The report noted the mobile clinic was Manitoba’s first, initially visiting seven sites in 2014.
Staffed with a nurse practitioner, a community health nurse and a driver, the clinic added two more communities to its schedule and now provides service five days a week.
The report stated PMH launched a program to distribute free Naloxone kits in 2016-17, which were available at the 7th Street Health Access Centre and Public Health Sexual Health programs in Brandon, the Camperville Primary Health Care Centre and Waterhen Primary Health Care Centre, plus Public Health offices in Dauphin, Roblin and Swan River.
The report also noted several capital projects across the region, which are in varying stages of completion.
Two of the larger projects include a $13.75 million redevelopment project at the Brandon Regional Health Centre and a $23 million redevelopment of the emergency department and special care unit at Dauphin Regional Health Centre.
PMH is working with the province to determine how to deliver services in the most cost effective way, Gilson said.
“And in a way that will ensure that the health system is sustainable,” she added.
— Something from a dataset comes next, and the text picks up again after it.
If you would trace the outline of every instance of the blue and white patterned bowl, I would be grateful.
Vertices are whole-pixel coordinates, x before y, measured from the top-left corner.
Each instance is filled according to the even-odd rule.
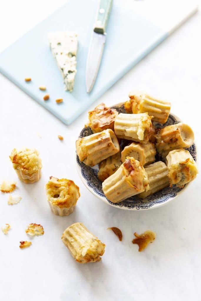
[[[126,113],[122,103],[118,104],[112,107],[116,109],[119,113]],[[175,124],[181,121],[178,117],[171,114],[167,122],[164,125],[162,125],[157,123],[155,123],[154,124],[157,128]],[[79,137],[85,137],[92,134],[93,132],[90,127],[84,128],[81,131]],[[188,149],[196,161],[196,149],[195,144],[193,143]],[[161,160],[158,156],[156,158],[157,161]],[[83,184],[89,191],[108,205],[121,209],[127,210],[142,210],[152,209],[162,206],[174,199],[189,185],[189,183],[186,184],[183,188],[179,188],[175,185],[173,185],[172,187],[164,188],[158,192],[149,196],[143,200],[138,197],[137,195],[128,198],[121,203],[114,203],[108,200],[103,193],[102,189],[102,182],[99,179],[97,175],[98,171],[98,166],[93,168],[87,166],[80,161],[77,154],[76,161],[79,175]]]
The health region has done a lot already to achieve some efficiencies, Gilson noted, such as management streamlining in June, which reduced management positions by 15 per cent.
“We’ve also taken advantage of any vacancies that we have in the system. To take a really critical look at those vacancies, as to whether or not they need to be replaced,” she said, noting the review is for all areas of the operation, but in particular, an area called back office operational budgets.
“So our finance, our human resource, our information communications, technology departments got reductions to their budgets and we’re expected to live within the reduced budgets.”
In many cases, Gilson explained, reduction is managed through attrition, noting as vacancies happen, PMH assesses how it can do the service differently by reducing costs.
“Just lots of work happening around trying to be as cost effective as we can, as efficient as we can, while still delivering a high-quality service to our patients, residents and clients,” she said.
To date, Gilson added, PMH has been focussing on the administrative side of the operation, to find efficiencies.
Looking to the future, PMH will be working with Shared Health Services Manitoba (SHSM), she said, with a large portion of the work focussing on clinical and preventative services planning for the province.
Guest speaker Dr. Brock Wright discussed SHSM, which is a new organization taking effect Apr. 1, 2018.
“So where should certain clinical services be provided, how should they be co-ordinated and aligned provincially,” Gilson explained, noting the province has asked PMH to name representatives to various clinical teams, to determine how SHSM will co-ordinate and manage services provincially.
“As well as, if we are having challenges, for example, in Prairie Mountain and there is support within Winnipeg that can assist with that challenge, how can we leverage that as a province.”
As a result, Gilson anticipates a lot of work will be done over the next couple of years on assessing clinical services.